Bisnis.com, JAKARTA — Angka ketenagakerjaan dan kenaikan upah yang kuat menjadi sinyal positif bagi perekonomian Amerika Serikat. Kendati demikian, ekonom dan pemimpin dunia usaha masih meyakini AS tidak akan bisa menghindari resesi.
Kementerian Ketenagakerjaan Amerika Serikat menyebutkan terdapat kenaikan 390.000 orang pada Mei dari kalangan nonfarm payroll, yakni yang tidak termasuk sektor pertanian, pemerintahan, rumah tangga, dan lembaga nonprofit. Tingkat pengangguran mencapai 3,6 persen, tepat di atas level terendah sejak Desember 1969.
Angka tersebut lebih baik dari survei Bloomberg yang mencapai 318.000 tambahan tenaga kerja, meski tingkat pengangguran diperkirakan turun menjadi 3,5 persen.

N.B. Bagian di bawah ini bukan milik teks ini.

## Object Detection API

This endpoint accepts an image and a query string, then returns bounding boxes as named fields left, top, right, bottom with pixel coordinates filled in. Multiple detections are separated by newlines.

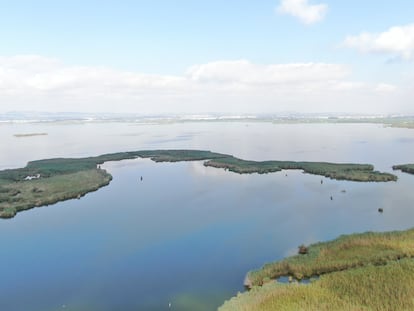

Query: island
left=0, top=150, right=397, bottom=218
left=392, top=164, right=414, bottom=174
left=219, top=229, right=414, bottom=311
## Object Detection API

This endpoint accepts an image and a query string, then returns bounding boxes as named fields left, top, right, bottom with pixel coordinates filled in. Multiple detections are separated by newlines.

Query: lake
left=0, top=121, right=414, bottom=311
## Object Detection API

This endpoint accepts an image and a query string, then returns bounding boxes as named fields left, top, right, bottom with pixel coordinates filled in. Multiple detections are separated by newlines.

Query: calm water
left=0, top=122, right=414, bottom=311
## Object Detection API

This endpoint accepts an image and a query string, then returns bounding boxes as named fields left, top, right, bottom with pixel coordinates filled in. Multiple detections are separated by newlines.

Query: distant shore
left=13, top=133, right=48, bottom=137
left=0, top=150, right=408, bottom=218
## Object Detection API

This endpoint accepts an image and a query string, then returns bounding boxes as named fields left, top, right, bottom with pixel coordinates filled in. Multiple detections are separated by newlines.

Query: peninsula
left=0, top=150, right=397, bottom=218
left=219, top=229, right=414, bottom=311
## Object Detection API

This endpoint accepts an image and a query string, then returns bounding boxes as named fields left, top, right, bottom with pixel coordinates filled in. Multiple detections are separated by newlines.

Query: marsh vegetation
left=0, top=150, right=397, bottom=218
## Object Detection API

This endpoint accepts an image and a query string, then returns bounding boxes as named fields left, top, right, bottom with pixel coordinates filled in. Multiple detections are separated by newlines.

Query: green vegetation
left=219, top=259, right=414, bottom=311
left=246, top=229, right=414, bottom=287
left=0, top=169, right=112, bottom=218
left=0, top=150, right=396, bottom=218
left=204, top=156, right=397, bottom=182
left=219, top=229, right=414, bottom=311
left=392, top=164, right=414, bottom=174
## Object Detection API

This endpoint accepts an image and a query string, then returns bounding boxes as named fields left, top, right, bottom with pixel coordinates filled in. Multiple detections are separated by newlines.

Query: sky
left=0, top=0, right=414, bottom=115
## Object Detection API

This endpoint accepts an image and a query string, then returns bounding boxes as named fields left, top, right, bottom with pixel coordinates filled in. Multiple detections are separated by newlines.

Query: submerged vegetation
left=219, top=229, right=414, bottom=311
left=0, top=150, right=397, bottom=218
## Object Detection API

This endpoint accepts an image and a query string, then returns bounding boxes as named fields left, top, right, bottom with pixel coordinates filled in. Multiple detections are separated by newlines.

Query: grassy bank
left=0, top=169, right=112, bottom=218
left=246, top=229, right=414, bottom=286
left=219, top=259, right=414, bottom=311
left=392, top=164, right=414, bottom=174
left=0, top=150, right=397, bottom=218
left=204, top=156, right=397, bottom=182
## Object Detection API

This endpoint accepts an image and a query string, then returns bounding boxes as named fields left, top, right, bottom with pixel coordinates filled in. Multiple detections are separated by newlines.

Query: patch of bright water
left=0, top=123, right=414, bottom=311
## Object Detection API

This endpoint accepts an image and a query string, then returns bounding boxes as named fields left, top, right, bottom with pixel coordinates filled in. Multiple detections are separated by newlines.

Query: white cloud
left=277, top=0, right=328, bottom=24
left=187, top=60, right=349, bottom=85
left=343, top=24, right=414, bottom=60
left=0, top=56, right=411, bottom=114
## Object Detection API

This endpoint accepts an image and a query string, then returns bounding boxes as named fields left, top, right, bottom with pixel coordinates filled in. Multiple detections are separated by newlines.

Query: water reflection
left=0, top=123, right=414, bottom=311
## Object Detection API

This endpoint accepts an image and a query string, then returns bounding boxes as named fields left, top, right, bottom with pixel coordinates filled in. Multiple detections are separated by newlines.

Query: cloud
left=0, top=55, right=404, bottom=114
left=187, top=60, right=349, bottom=85
left=277, top=0, right=328, bottom=25
left=342, top=24, right=414, bottom=60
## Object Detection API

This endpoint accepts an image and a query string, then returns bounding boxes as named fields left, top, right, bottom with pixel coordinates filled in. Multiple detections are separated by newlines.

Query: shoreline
left=0, top=150, right=408, bottom=218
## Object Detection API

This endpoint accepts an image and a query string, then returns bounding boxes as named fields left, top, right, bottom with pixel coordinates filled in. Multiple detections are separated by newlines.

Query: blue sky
left=0, top=0, right=414, bottom=113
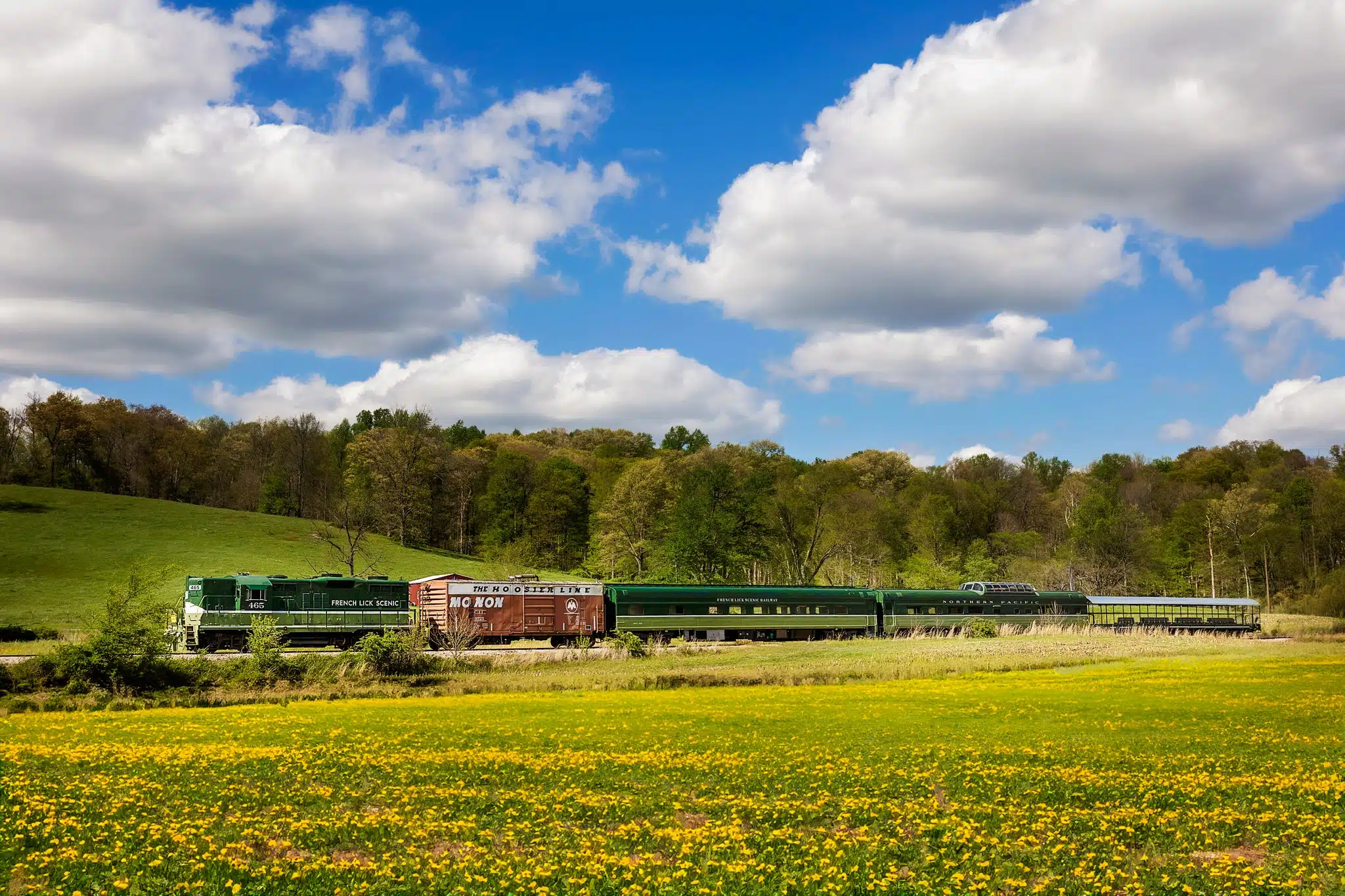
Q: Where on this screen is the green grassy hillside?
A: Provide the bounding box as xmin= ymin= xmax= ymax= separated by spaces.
xmin=0 ymin=485 xmax=559 ymax=629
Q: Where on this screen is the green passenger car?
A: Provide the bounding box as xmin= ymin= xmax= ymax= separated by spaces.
xmin=607 ymin=584 xmax=878 ymax=641
xmin=168 ymin=574 xmax=412 ymax=652
xmin=881 ymin=582 xmax=1088 ymax=634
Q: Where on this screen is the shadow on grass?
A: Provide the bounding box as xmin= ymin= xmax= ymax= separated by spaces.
xmin=0 ymin=501 xmax=51 ymax=513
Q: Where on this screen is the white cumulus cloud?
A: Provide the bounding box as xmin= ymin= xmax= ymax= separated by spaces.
xmin=782 ymin=314 xmax=1114 ymax=402
xmin=200 ymin=333 xmax=784 ymax=438
xmin=0 ymin=376 xmax=102 ymax=411
xmin=948 ymin=444 xmax=1022 ymax=463
xmin=1214 ymin=267 xmax=1345 ymax=377
xmin=0 ymin=0 xmax=632 ymax=375
xmin=627 ymin=0 xmax=1345 ymax=330
xmin=1218 ymin=376 xmax=1345 ymax=453
xmin=1158 ymin=417 xmax=1196 ymax=442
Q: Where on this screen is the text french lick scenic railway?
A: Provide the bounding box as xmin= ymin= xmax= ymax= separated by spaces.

Capaian tersebut memberikan sinyal jaminan yang lebih besar bahwa perekonomian bisa berjalan lebih baik setelah kenaikan upah moderat setelah melaju lebih cepat sepanjang 2021.
Kendati demikian, sejumlah ekonom masih khawatir dengan kemunculan resesi seiring dengan pertumbuhan ekonomi yang melambat. Apalagi, Federal Reserve atau The Fed akan melanjutkan kenaikan suku bunga pada tahun depan dan inflasi masih belum mereda.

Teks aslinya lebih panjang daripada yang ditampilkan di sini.